Woodside Petroleum Ltd. has completed its $2.8 billion acquisition of Apache Corp.’s Australian LNG and oil assets. An allied $854 million deal for the company’s Canadian interests is expected to be closed this week.
The total $3.7 billion transaction was made public in December 2014. The total price is made up of $2.75 billion plus extra amounts to reimburse Apache for investment made since July 1, 2014, an adjustment then expected to be $1 billion.
Woodside will now emerge as a 13% partner in the Chevron-operated Wheatstone LNG project, which is nearly 60% completed and due to come on stream late next year.
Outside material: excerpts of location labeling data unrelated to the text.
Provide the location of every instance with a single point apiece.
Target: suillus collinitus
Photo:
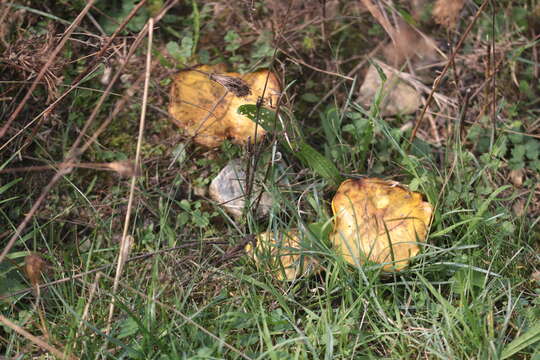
(379, 221)
(204, 102)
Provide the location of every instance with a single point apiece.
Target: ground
(70, 110)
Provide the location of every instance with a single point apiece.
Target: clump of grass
(188, 288)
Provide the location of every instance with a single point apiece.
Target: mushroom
(204, 102)
(285, 255)
(379, 221)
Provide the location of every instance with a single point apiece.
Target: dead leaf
(34, 266)
(285, 255)
(516, 177)
(446, 12)
(204, 103)
(379, 221)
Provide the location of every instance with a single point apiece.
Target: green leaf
(318, 163)
(300, 149)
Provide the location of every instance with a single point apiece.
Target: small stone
(228, 189)
(397, 96)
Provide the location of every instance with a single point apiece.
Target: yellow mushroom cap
(207, 111)
(284, 254)
(380, 221)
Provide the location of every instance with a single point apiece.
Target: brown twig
(49, 62)
(72, 152)
(126, 242)
(380, 18)
(439, 78)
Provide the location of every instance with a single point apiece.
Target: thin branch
(445, 69)
(49, 62)
(126, 241)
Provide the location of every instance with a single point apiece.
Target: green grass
(470, 294)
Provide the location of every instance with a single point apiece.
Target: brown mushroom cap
(379, 221)
(205, 105)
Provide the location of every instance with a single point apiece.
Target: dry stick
(125, 243)
(81, 76)
(49, 62)
(104, 267)
(110, 39)
(185, 318)
(34, 339)
(443, 72)
(96, 57)
(351, 73)
(61, 172)
(64, 171)
(380, 18)
(302, 62)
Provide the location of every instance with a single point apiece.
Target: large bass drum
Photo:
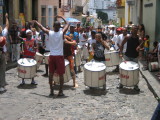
(94, 74)
(26, 68)
(129, 73)
(67, 75)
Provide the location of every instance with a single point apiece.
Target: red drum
(26, 68)
(129, 73)
(153, 66)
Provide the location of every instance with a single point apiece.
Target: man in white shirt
(56, 59)
(3, 50)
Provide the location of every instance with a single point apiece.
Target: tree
(103, 16)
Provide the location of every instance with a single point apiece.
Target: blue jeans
(156, 114)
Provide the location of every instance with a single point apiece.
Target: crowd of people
(62, 42)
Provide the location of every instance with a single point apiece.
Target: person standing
(3, 34)
(132, 49)
(56, 58)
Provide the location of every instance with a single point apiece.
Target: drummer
(68, 43)
(99, 47)
(29, 48)
(132, 49)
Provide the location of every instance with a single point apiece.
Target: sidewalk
(152, 81)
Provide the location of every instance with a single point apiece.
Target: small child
(146, 46)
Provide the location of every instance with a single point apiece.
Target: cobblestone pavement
(33, 103)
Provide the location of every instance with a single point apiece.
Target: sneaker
(120, 86)
(22, 83)
(33, 83)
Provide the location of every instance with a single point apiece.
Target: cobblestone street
(33, 103)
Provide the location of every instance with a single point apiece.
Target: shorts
(56, 65)
(71, 62)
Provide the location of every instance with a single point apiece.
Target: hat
(99, 27)
(28, 30)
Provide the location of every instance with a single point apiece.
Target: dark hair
(155, 43)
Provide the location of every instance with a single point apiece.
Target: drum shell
(112, 59)
(153, 66)
(93, 78)
(27, 72)
(39, 59)
(77, 59)
(129, 78)
(67, 75)
(46, 58)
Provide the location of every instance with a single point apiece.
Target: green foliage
(103, 16)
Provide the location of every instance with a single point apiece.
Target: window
(60, 3)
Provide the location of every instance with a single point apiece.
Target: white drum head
(95, 66)
(108, 52)
(27, 62)
(129, 65)
(47, 54)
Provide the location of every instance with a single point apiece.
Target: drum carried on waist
(67, 75)
(153, 66)
(94, 74)
(27, 68)
(46, 57)
(39, 59)
(77, 58)
(129, 73)
(112, 58)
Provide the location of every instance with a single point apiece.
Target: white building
(107, 6)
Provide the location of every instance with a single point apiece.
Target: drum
(153, 66)
(26, 68)
(94, 74)
(67, 75)
(129, 73)
(39, 59)
(46, 57)
(112, 58)
(77, 58)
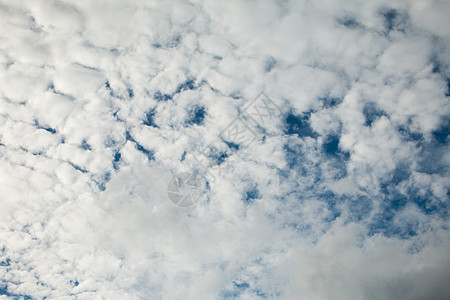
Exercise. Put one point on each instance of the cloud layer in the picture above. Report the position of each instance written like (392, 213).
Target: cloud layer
(339, 189)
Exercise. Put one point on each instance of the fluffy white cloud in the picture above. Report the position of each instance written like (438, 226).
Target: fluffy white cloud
(343, 192)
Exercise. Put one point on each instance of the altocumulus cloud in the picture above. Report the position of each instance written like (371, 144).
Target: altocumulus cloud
(343, 193)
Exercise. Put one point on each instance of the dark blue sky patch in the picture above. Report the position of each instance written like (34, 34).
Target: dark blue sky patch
(187, 85)
(241, 285)
(236, 95)
(158, 96)
(331, 145)
(269, 64)
(447, 93)
(174, 42)
(149, 153)
(349, 22)
(431, 159)
(85, 146)
(218, 158)
(251, 194)
(410, 136)
(139, 147)
(441, 134)
(372, 113)
(74, 282)
(232, 146)
(393, 19)
(359, 207)
(150, 118)
(130, 92)
(5, 263)
(46, 128)
(299, 125)
(104, 181)
(330, 101)
(4, 292)
(78, 168)
(297, 164)
(197, 115)
(116, 160)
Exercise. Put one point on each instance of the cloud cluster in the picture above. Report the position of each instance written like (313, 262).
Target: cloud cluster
(342, 193)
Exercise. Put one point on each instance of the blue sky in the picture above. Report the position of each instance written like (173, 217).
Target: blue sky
(317, 134)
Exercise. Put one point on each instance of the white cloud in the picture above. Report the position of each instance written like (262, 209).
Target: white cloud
(348, 201)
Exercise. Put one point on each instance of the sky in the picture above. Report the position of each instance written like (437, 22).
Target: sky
(204, 149)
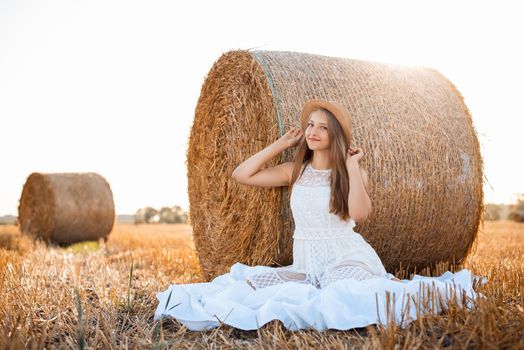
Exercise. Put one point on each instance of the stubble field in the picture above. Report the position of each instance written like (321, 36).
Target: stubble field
(103, 295)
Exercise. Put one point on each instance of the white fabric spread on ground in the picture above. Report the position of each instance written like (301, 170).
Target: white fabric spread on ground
(336, 281)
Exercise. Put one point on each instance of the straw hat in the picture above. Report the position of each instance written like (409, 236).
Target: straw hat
(339, 111)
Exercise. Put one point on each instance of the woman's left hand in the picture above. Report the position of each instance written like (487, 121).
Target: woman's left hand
(354, 154)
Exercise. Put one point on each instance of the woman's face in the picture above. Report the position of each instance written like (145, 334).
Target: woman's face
(317, 137)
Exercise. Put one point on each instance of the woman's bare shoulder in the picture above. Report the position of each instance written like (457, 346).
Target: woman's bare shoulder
(288, 168)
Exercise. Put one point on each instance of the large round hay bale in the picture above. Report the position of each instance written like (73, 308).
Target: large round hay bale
(421, 153)
(66, 208)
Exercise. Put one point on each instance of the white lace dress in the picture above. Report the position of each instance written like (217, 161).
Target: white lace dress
(336, 280)
(325, 248)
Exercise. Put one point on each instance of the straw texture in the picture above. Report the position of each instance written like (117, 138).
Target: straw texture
(421, 153)
(66, 208)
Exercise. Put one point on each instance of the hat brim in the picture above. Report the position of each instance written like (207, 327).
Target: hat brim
(338, 110)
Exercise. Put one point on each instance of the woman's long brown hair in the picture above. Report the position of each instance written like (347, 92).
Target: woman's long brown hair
(338, 203)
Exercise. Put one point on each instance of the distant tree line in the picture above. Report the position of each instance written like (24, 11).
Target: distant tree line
(167, 215)
(513, 212)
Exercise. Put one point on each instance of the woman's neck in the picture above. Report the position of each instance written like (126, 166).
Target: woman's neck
(321, 160)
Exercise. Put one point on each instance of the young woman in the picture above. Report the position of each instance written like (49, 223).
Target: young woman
(329, 192)
(336, 279)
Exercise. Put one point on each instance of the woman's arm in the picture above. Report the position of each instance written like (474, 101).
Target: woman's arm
(249, 173)
(359, 203)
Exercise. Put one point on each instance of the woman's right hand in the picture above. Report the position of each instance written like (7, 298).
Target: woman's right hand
(292, 137)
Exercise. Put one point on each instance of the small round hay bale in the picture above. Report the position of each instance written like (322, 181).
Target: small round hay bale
(66, 208)
(421, 153)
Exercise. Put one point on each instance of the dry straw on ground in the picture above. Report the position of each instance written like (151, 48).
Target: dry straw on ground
(66, 208)
(103, 296)
(420, 150)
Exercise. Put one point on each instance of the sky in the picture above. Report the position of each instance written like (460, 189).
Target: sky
(111, 86)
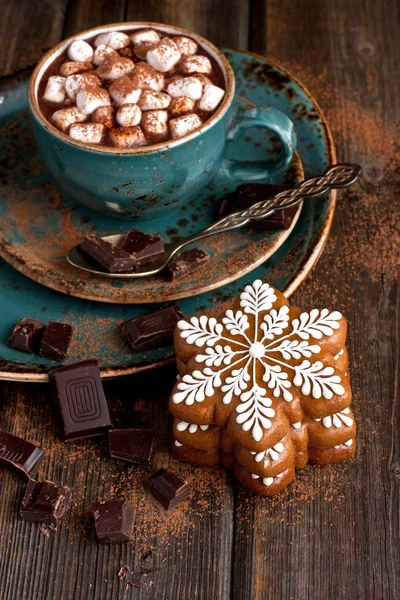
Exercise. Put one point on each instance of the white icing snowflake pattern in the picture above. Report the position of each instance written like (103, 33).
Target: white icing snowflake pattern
(227, 347)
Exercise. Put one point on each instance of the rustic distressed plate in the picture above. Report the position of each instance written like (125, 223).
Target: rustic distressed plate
(39, 225)
(96, 332)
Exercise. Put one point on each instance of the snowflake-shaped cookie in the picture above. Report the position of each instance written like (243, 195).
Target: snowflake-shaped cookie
(265, 379)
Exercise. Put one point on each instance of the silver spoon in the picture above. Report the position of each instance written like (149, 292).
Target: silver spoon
(338, 176)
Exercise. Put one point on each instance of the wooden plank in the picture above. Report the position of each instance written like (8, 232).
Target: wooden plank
(225, 23)
(27, 30)
(334, 532)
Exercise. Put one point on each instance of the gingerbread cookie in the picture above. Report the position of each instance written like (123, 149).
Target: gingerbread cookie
(263, 389)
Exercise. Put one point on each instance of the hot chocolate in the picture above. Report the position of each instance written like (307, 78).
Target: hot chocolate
(129, 90)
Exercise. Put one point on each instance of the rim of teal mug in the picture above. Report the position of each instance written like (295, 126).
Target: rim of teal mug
(131, 25)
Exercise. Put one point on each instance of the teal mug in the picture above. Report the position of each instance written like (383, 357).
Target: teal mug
(145, 182)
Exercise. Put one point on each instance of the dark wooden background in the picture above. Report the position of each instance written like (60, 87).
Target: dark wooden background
(334, 534)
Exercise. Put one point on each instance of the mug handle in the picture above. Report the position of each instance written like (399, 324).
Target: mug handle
(273, 120)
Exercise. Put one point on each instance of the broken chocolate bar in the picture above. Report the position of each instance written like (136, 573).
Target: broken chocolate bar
(112, 258)
(45, 501)
(248, 194)
(166, 487)
(79, 396)
(186, 262)
(19, 455)
(56, 341)
(153, 330)
(143, 247)
(133, 445)
(113, 521)
(26, 335)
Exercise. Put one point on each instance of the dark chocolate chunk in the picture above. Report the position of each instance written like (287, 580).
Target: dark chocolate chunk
(56, 341)
(113, 521)
(186, 262)
(45, 501)
(248, 194)
(153, 330)
(19, 455)
(143, 247)
(134, 445)
(26, 335)
(79, 396)
(166, 487)
(112, 258)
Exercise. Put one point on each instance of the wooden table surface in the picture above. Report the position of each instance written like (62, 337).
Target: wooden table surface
(334, 533)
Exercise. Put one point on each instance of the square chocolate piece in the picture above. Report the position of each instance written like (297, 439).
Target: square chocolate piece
(79, 396)
(133, 445)
(113, 521)
(56, 341)
(153, 330)
(186, 262)
(109, 256)
(166, 487)
(18, 455)
(27, 335)
(143, 247)
(45, 501)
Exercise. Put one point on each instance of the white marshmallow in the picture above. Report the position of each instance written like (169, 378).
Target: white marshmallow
(212, 96)
(124, 91)
(145, 35)
(182, 126)
(55, 89)
(150, 100)
(155, 122)
(80, 51)
(66, 117)
(102, 53)
(186, 46)
(181, 106)
(75, 83)
(88, 100)
(128, 115)
(115, 39)
(185, 86)
(72, 68)
(88, 133)
(145, 76)
(115, 67)
(164, 56)
(127, 137)
(196, 64)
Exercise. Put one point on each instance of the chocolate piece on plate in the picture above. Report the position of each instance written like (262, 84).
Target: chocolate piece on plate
(134, 445)
(145, 248)
(113, 521)
(248, 194)
(153, 330)
(56, 341)
(45, 501)
(186, 262)
(112, 258)
(166, 487)
(19, 455)
(79, 396)
(26, 335)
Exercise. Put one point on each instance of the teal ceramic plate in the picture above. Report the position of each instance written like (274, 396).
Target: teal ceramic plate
(95, 323)
(39, 224)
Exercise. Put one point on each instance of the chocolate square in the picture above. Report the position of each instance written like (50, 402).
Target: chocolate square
(26, 335)
(56, 341)
(45, 501)
(113, 521)
(153, 330)
(166, 487)
(79, 396)
(133, 445)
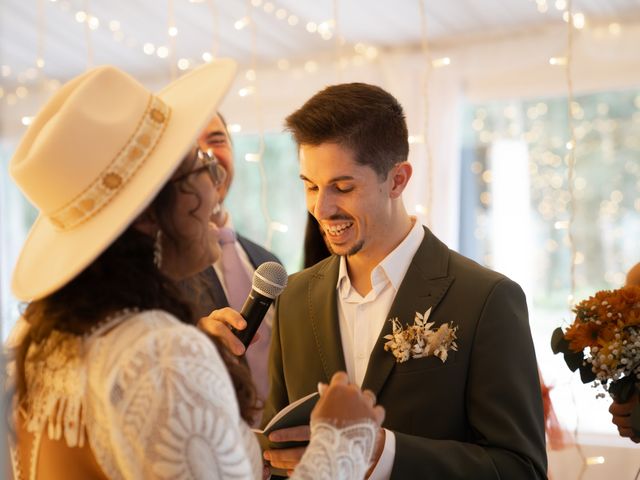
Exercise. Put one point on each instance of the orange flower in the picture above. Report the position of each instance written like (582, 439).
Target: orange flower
(582, 335)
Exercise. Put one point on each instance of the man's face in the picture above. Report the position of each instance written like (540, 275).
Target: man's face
(349, 201)
(215, 138)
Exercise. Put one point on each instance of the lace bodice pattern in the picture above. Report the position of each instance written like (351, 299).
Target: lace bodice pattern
(156, 401)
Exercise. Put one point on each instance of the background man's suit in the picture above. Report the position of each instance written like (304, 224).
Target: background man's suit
(211, 296)
(478, 415)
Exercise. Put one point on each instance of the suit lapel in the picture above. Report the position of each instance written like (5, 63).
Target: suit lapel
(423, 286)
(323, 315)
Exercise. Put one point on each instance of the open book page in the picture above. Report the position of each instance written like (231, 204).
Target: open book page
(293, 415)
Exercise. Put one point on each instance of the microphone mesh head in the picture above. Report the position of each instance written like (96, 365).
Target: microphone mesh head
(269, 279)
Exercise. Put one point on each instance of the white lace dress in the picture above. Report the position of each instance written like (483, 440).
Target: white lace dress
(156, 401)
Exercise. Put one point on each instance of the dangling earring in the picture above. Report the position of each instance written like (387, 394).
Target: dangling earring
(157, 250)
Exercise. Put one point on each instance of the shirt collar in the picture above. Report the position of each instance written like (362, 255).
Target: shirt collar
(392, 268)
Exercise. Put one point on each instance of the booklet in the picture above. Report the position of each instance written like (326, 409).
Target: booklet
(293, 415)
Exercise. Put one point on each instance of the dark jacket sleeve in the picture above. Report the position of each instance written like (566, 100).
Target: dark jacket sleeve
(278, 398)
(503, 401)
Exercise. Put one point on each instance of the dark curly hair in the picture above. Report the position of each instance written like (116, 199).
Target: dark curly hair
(362, 118)
(124, 276)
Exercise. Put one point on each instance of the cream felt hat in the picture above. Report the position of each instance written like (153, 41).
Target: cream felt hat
(95, 156)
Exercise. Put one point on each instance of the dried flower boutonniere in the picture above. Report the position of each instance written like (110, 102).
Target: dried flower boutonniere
(420, 340)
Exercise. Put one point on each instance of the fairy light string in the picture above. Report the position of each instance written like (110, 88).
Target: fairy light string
(338, 41)
(172, 32)
(426, 53)
(87, 36)
(571, 162)
(257, 99)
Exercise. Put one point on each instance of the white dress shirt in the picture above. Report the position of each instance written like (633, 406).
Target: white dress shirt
(362, 318)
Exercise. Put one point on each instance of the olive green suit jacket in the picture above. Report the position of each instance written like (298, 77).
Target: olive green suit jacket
(477, 415)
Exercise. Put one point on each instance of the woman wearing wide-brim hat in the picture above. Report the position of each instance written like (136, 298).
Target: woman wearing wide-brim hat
(110, 379)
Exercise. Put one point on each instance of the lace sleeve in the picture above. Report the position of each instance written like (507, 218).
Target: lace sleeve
(173, 413)
(337, 453)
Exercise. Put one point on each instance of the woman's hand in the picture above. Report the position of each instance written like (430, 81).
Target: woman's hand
(343, 403)
(219, 323)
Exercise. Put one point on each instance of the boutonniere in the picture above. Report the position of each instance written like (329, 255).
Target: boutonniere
(420, 339)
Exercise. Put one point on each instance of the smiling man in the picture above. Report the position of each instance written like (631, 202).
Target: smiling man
(478, 414)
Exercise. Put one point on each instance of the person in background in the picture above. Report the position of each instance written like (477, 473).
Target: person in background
(621, 412)
(227, 282)
(109, 379)
(471, 412)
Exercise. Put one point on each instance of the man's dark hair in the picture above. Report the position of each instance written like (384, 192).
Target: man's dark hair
(362, 118)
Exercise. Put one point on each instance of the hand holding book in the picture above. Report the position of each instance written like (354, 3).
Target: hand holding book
(339, 404)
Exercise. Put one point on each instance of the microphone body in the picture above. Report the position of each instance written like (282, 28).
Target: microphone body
(253, 311)
(269, 280)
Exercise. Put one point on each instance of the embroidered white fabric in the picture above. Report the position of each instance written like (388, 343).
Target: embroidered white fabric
(156, 401)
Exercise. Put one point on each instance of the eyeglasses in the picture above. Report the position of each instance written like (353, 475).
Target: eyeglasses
(211, 165)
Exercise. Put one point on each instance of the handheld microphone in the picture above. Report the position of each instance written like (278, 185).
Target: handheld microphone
(269, 280)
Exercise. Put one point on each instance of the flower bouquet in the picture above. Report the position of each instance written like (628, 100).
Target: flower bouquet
(420, 339)
(603, 342)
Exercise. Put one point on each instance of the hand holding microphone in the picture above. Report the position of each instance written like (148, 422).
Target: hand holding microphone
(236, 330)
(269, 280)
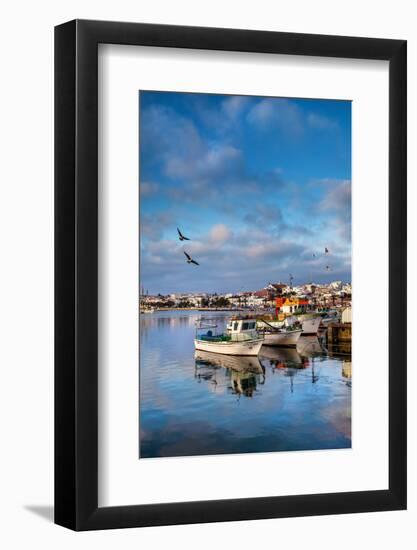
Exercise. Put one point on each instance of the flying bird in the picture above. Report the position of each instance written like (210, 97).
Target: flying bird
(190, 260)
(181, 236)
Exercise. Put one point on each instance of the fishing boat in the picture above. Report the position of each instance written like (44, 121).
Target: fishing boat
(310, 323)
(240, 338)
(286, 333)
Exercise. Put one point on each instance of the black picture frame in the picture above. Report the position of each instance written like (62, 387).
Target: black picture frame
(76, 273)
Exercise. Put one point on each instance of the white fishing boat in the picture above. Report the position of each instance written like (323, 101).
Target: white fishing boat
(286, 333)
(282, 337)
(240, 338)
(310, 325)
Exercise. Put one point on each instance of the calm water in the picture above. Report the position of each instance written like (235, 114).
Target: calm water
(284, 400)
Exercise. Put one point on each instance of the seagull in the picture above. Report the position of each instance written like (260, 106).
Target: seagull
(190, 260)
(181, 236)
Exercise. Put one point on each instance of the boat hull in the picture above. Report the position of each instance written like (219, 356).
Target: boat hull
(282, 338)
(250, 347)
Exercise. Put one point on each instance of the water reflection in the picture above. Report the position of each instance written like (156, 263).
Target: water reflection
(239, 375)
(192, 403)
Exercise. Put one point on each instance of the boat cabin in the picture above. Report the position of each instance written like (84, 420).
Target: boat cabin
(239, 326)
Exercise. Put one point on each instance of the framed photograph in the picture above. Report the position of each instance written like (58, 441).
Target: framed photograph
(230, 244)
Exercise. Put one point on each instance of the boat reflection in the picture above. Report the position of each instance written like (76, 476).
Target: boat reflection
(310, 346)
(238, 375)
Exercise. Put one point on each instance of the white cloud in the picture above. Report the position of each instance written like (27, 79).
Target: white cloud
(273, 113)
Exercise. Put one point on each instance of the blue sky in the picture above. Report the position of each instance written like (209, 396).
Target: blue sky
(260, 185)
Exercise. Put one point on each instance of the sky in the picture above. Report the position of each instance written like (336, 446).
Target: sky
(260, 185)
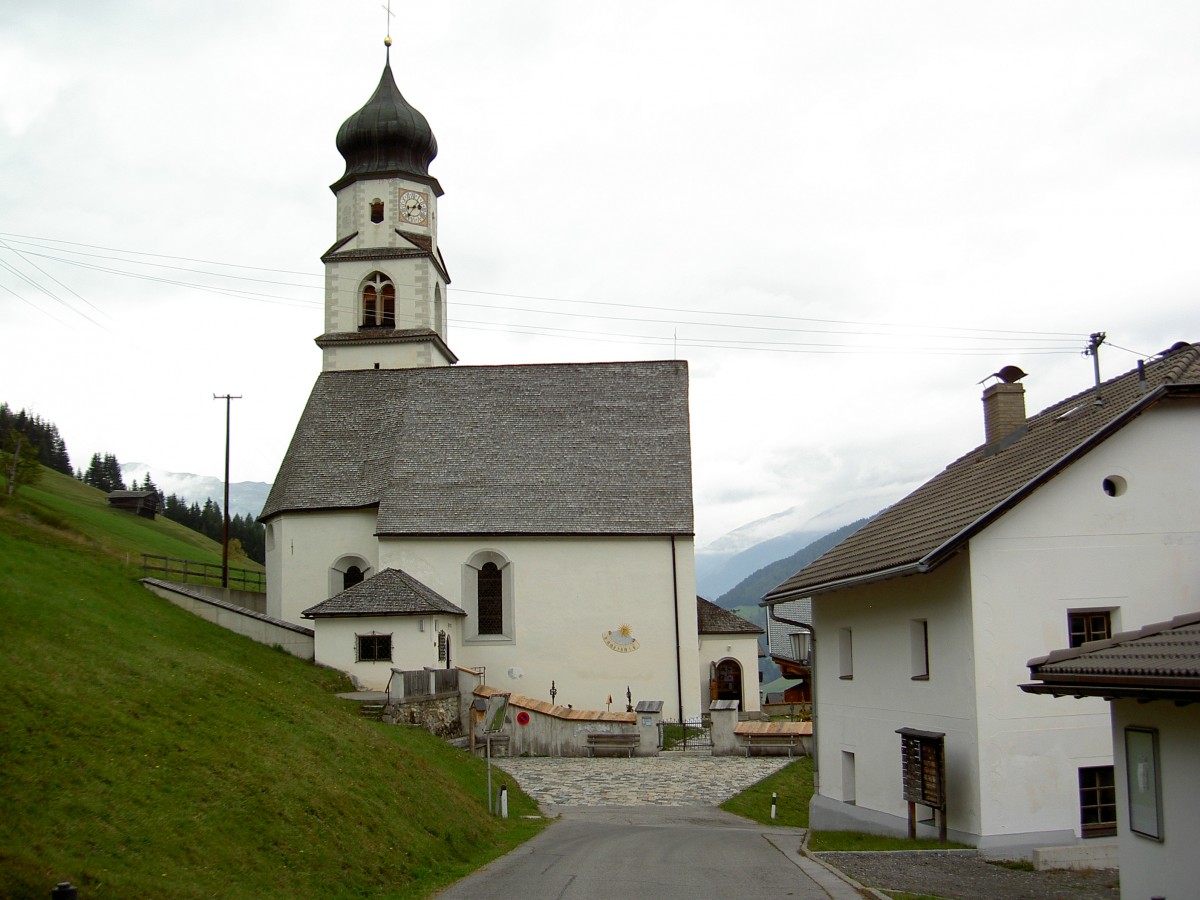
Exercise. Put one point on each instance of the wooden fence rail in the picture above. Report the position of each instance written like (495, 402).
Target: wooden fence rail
(191, 571)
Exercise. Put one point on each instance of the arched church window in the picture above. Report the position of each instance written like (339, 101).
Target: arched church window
(491, 600)
(378, 301)
(389, 306)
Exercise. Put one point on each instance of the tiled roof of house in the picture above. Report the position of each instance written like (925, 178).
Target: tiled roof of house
(1157, 661)
(940, 516)
(712, 619)
(393, 592)
(779, 634)
(544, 449)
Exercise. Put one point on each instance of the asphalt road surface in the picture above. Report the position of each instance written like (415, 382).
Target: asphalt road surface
(660, 852)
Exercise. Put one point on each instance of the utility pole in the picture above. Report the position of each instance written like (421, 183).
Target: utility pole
(225, 509)
(1093, 351)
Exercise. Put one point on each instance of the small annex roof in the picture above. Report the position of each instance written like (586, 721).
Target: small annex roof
(712, 619)
(569, 449)
(937, 519)
(1159, 661)
(393, 592)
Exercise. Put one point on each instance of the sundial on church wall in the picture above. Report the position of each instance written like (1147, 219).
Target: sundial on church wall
(621, 640)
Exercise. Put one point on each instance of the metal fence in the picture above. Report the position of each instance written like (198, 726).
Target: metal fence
(193, 573)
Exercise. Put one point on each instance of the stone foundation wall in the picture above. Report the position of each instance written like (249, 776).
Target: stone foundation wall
(438, 714)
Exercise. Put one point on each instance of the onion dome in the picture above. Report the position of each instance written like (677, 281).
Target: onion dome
(387, 137)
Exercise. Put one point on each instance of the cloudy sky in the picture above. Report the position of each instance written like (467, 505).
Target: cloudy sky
(843, 215)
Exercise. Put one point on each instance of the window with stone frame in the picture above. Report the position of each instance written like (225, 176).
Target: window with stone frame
(1089, 625)
(373, 648)
(1097, 802)
(491, 600)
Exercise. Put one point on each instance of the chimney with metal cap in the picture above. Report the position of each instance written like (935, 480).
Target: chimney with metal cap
(1003, 405)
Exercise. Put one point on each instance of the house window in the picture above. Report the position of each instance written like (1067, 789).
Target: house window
(849, 791)
(491, 600)
(918, 651)
(353, 576)
(1097, 802)
(1084, 627)
(845, 654)
(373, 648)
(378, 301)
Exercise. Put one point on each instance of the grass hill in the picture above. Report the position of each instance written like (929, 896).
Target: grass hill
(148, 754)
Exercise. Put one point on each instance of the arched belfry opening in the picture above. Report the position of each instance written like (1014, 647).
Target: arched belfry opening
(378, 299)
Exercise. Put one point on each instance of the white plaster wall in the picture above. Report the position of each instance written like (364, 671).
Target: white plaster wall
(568, 593)
(862, 714)
(301, 550)
(1071, 546)
(744, 648)
(1165, 868)
(412, 647)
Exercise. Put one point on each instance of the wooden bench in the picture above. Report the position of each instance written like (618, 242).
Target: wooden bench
(771, 739)
(609, 739)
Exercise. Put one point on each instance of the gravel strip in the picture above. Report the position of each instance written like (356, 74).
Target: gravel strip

The deal also provides Woodside with an immediate increase in production via Apache’s 65% stake in Julimar-Brunello fields that will supply gas to the Wheatstone project and a 65% stake in producing nearby Balnaves oil field on the North West Shelf.
The Canadian side of the deal comprises Apache’s 50% interest in the proposed Kitimat LNG project in British Columbia, also operated by Chevron, and includes Apache’s half-share in unconventional petroleum acreage in the Horn River and Liard basins.
Apache also is in negotiations for the sale of most of the remainder of its petroleum interests in Western Australia that include significant interests in the Varanus Island oil and gas hub and the Devil Creek gas processing hub along with associated oil fields, such as Van Gough, Coniston, and Pyrenees, and gas fields such as Halyard, Macedon, Stag, and Reindeer.
Apache, at this stage, still maintains a small joint venture in the onshore Canning basin with Perth-based Buru Energy Ltd. It also, later this year, will drill the Roc-1 wildcat to follow its success in the Phoenix South-1 oil find in the offshore Bedout sub-basin.